Pittsburgh, April 7, 2021 -- Roberto C. Heros, MD, professor of neurosurgery at the University of Miami and senior vice-president and chief medical administrative officer of Jackson North Medical Center in North Miami Beach, presented a talk on "Intracranial Dural AV Fistulas" as the special guest speaker for the 2021 Peter J. Jannetta Lecture, held April 7 at the University of Pittsburgh. The lecture was held virtually with very limited, in-person attendees due to COVID considerations.
A world-renown expert in cerebrovascular neurosurgery, Dr. Heros has received numerous awards for his work including the American Association of Neurological Surgeons' Cushing Medal, the highest award given to a neurosurgeon by the AANS. He has authored or co-authored four textbooks, over 200-refereed articles and 50 textbook chapters on cerebral aneurysms, arteriovenous malformations, experimental cerebral ischemia and skull base surgical approaches.

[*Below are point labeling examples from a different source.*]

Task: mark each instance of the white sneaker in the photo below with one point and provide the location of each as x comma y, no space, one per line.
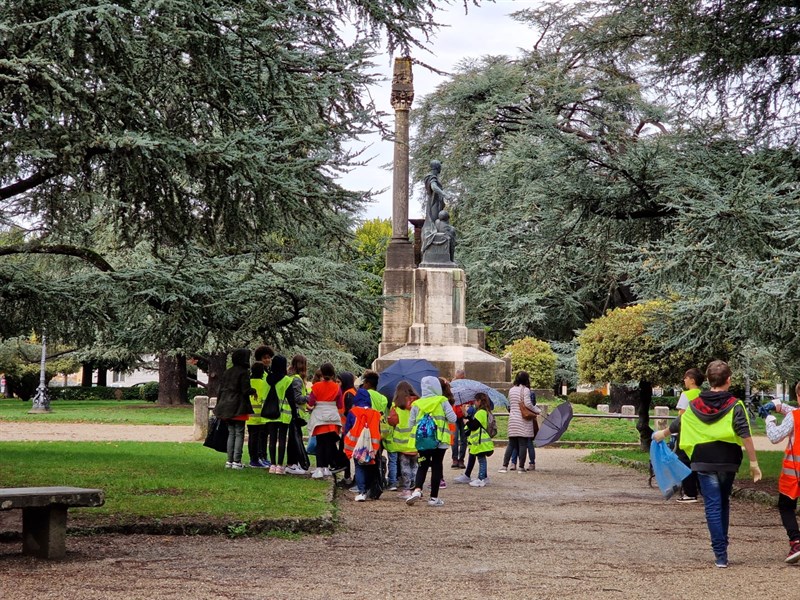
416,495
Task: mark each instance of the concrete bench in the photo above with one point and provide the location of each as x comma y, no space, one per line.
44,515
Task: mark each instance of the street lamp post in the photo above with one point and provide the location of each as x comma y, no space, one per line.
41,401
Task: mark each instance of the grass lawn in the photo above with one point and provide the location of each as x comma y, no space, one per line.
769,461
123,412
162,481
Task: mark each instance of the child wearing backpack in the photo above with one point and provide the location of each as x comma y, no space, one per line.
402,443
362,440
482,427
428,419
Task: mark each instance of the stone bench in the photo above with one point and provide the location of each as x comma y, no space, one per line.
44,515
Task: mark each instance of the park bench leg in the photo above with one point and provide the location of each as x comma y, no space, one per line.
44,531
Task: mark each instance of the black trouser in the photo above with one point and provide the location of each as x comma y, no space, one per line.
788,509
521,445
276,435
257,442
689,484
433,459
327,449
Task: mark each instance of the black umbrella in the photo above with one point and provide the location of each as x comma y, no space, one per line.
554,425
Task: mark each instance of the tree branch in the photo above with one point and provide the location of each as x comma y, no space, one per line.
90,256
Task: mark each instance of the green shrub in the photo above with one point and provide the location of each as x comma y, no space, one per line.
536,357
590,399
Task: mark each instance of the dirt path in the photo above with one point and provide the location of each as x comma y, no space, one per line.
568,530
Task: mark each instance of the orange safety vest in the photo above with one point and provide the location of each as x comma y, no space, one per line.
365,417
789,481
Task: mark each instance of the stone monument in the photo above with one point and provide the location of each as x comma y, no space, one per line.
424,310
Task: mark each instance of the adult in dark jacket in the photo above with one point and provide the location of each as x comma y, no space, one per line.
233,404
713,430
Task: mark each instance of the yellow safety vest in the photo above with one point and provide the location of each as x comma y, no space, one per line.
695,432
401,440
432,405
479,440
260,386
286,410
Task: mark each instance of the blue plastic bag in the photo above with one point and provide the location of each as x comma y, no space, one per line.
668,469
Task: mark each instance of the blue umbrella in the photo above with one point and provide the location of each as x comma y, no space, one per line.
464,391
411,370
554,425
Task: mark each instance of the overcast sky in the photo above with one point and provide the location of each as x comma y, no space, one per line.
485,29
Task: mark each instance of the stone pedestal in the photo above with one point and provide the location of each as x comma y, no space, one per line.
435,329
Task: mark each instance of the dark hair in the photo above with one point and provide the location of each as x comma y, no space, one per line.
263,351
327,370
523,378
299,365
717,373
372,378
482,401
695,375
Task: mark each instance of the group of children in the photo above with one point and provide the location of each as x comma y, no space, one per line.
347,423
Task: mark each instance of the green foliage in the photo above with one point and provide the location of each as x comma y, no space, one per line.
20,360
79,393
149,391
618,348
536,357
92,410
162,481
591,399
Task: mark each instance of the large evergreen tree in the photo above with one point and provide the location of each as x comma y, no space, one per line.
178,161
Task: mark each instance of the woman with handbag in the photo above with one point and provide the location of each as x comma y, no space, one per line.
521,413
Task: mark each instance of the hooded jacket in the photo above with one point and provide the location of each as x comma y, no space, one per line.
709,408
234,388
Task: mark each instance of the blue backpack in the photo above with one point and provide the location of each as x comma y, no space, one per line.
426,437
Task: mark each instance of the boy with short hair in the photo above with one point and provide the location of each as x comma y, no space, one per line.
713,430
789,482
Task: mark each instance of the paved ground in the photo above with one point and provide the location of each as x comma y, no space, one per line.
567,530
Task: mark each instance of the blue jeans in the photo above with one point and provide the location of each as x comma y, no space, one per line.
716,488
235,440
361,479
481,458
531,453
459,447
392,468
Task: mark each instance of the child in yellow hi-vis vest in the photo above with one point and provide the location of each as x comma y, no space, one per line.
479,440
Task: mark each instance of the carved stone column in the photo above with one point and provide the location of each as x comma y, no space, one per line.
398,276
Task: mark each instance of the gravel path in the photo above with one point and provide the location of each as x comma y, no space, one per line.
567,530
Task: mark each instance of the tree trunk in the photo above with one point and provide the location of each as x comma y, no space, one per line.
86,374
643,424
172,383
216,367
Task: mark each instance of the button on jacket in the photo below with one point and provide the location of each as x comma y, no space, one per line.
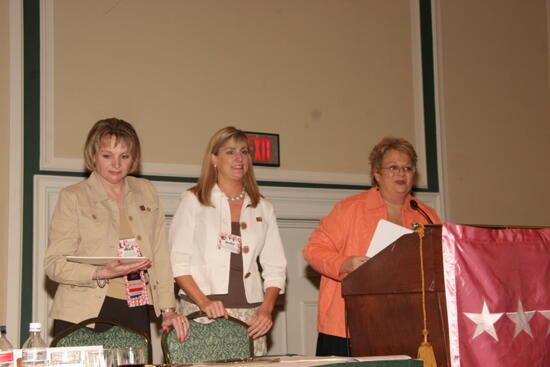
347,231
193,239
86,223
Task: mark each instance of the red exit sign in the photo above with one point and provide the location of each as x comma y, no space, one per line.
264,148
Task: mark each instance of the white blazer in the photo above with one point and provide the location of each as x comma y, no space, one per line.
193,239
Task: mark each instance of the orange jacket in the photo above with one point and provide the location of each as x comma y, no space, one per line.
347,231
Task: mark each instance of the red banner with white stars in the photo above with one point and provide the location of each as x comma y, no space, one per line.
497,284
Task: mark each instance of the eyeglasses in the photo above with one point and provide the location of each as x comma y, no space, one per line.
394,169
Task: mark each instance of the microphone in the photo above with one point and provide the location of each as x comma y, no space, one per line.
415,206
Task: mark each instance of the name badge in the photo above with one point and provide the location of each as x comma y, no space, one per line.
229,242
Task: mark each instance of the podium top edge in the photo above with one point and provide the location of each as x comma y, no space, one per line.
491,226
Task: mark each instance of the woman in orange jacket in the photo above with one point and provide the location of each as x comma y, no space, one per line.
339,245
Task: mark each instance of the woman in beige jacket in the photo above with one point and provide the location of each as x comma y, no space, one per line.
111,215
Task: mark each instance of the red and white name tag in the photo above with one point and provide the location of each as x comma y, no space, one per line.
136,283
230,242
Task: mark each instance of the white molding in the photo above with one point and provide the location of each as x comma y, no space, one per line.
418,93
15,201
49,162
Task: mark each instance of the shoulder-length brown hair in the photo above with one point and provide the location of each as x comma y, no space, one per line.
208,178
386,144
106,128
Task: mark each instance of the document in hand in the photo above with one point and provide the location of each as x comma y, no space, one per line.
385,234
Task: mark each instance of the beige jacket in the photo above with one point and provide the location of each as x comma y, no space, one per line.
86,223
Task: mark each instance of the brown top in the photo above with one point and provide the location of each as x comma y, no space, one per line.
235,297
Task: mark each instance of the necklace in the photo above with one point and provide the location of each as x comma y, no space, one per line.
234,198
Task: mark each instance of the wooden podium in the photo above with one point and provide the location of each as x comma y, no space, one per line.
384,300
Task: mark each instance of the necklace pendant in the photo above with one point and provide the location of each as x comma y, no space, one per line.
235,198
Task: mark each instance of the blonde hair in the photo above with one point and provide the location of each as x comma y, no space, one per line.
112,127
388,143
207,179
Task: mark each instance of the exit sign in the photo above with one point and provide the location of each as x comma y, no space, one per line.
264,148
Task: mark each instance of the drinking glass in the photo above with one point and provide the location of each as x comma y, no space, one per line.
130,357
65,358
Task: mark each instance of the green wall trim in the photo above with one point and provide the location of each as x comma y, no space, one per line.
260,183
428,87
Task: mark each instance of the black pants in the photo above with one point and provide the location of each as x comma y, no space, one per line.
330,345
116,309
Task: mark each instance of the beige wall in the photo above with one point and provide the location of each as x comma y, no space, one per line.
495,110
4,151
329,76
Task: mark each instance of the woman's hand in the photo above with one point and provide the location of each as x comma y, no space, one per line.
260,324
115,269
352,263
179,322
213,309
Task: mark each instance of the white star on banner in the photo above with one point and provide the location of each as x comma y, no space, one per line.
521,319
546,314
485,321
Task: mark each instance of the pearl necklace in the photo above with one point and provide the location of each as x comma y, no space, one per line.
234,198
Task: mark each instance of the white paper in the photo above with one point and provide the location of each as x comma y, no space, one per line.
102,260
385,234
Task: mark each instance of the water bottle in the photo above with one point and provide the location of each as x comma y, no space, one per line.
34,350
6,350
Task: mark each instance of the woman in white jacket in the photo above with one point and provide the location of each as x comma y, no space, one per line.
222,227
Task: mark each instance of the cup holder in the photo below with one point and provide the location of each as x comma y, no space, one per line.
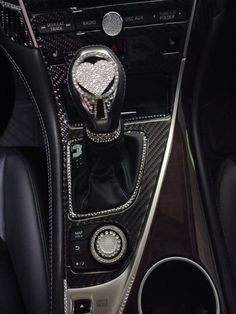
177,285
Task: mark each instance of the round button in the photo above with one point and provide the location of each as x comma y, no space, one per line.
112,23
108,244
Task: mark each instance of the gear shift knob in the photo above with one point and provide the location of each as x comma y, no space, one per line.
97,83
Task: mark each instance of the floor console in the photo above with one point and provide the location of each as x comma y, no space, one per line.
110,254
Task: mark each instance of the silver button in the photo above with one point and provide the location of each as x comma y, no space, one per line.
112,23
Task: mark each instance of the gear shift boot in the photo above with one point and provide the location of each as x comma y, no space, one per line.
108,176
101,184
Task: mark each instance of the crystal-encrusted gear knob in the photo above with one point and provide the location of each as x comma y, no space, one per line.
108,244
96,80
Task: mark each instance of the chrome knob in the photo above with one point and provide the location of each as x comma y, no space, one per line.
112,23
108,244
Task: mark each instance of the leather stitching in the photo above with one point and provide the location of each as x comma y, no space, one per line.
46,142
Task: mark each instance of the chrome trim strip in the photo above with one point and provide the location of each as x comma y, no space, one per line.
182,259
116,292
28,24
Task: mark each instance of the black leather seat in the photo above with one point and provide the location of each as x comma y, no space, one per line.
227,207
24,283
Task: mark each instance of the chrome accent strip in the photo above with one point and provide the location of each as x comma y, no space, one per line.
119,288
143,241
182,259
10,6
28,24
65,295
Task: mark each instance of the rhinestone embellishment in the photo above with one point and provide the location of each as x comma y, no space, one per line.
95,78
104,137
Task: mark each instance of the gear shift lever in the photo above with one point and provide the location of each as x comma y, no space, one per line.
108,175
97,83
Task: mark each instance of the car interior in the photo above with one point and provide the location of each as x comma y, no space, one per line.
118,157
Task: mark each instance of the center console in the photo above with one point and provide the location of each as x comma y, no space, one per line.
108,214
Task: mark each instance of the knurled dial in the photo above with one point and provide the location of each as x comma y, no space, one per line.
108,244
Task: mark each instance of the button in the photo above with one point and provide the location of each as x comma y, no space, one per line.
77,234
79,247
82,306
79,263
112,23
136,18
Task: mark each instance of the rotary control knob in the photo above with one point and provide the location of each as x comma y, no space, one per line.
108,244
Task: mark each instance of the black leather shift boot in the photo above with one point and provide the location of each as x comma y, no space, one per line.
107,178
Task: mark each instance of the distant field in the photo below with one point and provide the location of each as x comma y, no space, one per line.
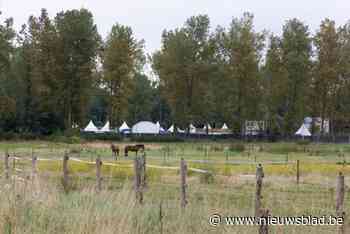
41,206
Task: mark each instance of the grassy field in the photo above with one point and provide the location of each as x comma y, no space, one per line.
41,205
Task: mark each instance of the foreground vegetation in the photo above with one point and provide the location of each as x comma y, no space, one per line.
42,206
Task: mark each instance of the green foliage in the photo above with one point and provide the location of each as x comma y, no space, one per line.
151,138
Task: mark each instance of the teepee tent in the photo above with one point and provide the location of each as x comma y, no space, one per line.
105,128
161,130
91,127
124,128
303,131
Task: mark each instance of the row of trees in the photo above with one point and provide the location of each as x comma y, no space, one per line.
56,73
235,74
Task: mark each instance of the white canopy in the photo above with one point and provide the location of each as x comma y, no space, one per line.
192,128
91,127
161,129
145,127
224,127
303,131
124,127
105,128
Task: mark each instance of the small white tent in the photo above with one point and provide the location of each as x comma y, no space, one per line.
303,131
124,127
145,127
105,128
161,130
91,127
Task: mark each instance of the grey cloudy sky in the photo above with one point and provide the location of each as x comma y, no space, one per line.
149,18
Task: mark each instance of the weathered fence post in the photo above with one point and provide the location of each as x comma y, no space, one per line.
258,196
183,172
264,228
98,174
340,193
138,189
143,170
298,171
6,164
65,172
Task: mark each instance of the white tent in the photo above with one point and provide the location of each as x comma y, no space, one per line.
145,127
303,131
205,127
161,129
105,128
90,127
124,127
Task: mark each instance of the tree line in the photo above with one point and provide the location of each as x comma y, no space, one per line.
57,73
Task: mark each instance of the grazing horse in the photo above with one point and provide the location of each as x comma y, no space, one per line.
115,151
133,148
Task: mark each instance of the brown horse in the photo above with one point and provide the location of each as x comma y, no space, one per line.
115,151
133,148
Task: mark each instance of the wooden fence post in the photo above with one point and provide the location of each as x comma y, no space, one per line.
183,172
298,171
6,164
65,172
340,193
143,170
98,174
258,196
264,228
138,189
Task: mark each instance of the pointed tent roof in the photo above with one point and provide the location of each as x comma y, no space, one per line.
124,127
224,127
171,129
105,128
303,131
205,127
90,127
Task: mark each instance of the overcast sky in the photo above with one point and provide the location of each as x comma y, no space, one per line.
149,18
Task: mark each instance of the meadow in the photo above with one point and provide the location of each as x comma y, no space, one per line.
41,205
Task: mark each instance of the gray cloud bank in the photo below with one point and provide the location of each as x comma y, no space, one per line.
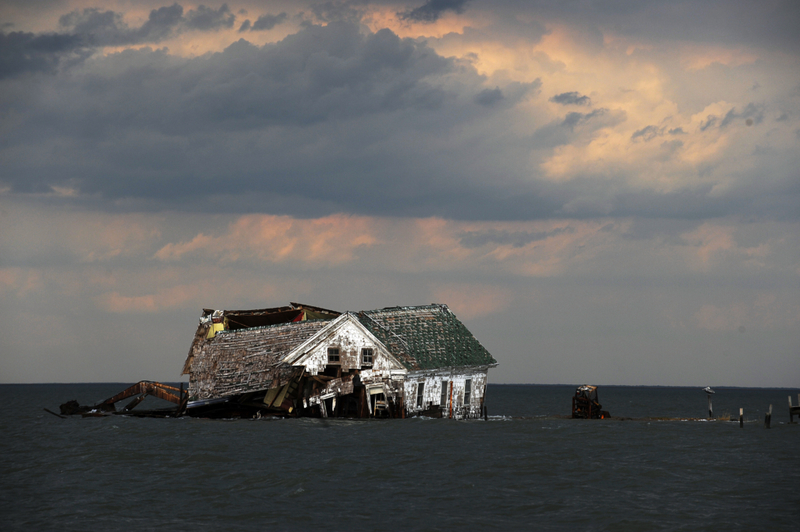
330,119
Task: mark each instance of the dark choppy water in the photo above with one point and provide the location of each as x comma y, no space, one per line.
524,469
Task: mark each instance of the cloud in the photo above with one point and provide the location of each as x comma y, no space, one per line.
264,22
432,10
331,240
647,133
107,28
205,18
571,98
489,97
22,52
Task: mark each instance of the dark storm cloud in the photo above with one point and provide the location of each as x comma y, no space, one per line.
205,18
571,98
516,239
489,97
267,22
337,11
83,31
22,52
432,10
730,22
106,28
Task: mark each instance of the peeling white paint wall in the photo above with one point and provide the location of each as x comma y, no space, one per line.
350,340
432,391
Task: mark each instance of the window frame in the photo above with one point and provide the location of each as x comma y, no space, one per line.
334,352
371,356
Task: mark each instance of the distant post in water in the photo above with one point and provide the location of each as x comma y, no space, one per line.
709,391
794,409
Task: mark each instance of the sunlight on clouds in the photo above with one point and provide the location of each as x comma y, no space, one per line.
330,240
698,57
470,301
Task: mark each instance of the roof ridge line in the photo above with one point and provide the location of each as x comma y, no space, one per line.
400,338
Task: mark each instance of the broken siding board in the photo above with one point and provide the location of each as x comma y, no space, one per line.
350,339
432,395
245,360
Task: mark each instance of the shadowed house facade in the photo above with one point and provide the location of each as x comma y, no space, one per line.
302,360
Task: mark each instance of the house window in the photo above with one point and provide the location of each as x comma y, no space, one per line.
366,356
333,355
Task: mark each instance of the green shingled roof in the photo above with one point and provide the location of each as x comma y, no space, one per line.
426,337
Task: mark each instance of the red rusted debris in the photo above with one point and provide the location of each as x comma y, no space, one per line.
308,361
302,360
585,404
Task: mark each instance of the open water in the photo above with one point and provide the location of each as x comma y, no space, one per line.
526,468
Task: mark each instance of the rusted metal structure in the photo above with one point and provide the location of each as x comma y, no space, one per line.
302,360
585,404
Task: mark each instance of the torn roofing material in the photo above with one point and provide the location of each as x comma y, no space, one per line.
426,337
291,360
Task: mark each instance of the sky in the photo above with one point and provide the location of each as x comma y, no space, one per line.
603,192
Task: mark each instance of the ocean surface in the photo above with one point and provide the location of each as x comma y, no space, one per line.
529,467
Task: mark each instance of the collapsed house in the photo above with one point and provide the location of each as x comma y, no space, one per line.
302,360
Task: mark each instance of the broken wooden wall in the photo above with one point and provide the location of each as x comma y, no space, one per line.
432,391
235,362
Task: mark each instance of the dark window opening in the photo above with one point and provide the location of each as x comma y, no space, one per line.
333,355
366,356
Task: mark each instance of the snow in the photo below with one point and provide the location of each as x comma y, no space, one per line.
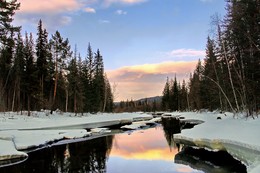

Born in Havana, Cuba in 1942, Dr. Heros left the country in 1960 for exile in the United States. He soon trained as a paratrooper for the Bay of Pigs invasion in 1961, but was captured and served as a POW for two years before being released in an exchanged program. He returned to the U.S., attending medical school at the University of Tennessee where in graduated first in his class in 1968. He completed his residency at Massachusetts General Hospital where he would later become director of cerebrovascular surgery in 1980. He would eventually move to the University of Miami in 1995 where he would found the University of Miami International Health Center.
Dr. Heros has been chairman of the leading medical journal Neurosurgery and serves on editorial boards of several other journals. He also has served as vice president of the Congress of Neurological Surgeons and as president of American Association of Neurological Surgeons, the American Academy of Neurological Surgeons and the World Congress of the World Federation of Neurosurgical Societies. In addition to the Cushing Award, Dr. Heros has also received the Accreditation Council for Graduate Medical Education’s Parker J. Palmer “Courage to Teach” award in 2007 and the COR Vitae Award of the American Heart Association for Stroke Care in 2010.
The Peter J. Jannetta Lecture is held annually in honor of the innovative former chairman of the University of Pittsburgh Department of Neurological Surgery who passed away in 2016. Dr. Jannetta served as chairman of the University of Pittsburgh Department of Neurological Surgery for 25 years beginning in 1971. He was internationally acclaimed for his development of microvascular decompression (MVD), an innovative procedure that moved blood vessels away from the trigeminal nerve, alleviating chronic pain and spasms in facial muscles. The procedure became commonly known as the ‘Jannetta Procedure’ and brought relief to thousands.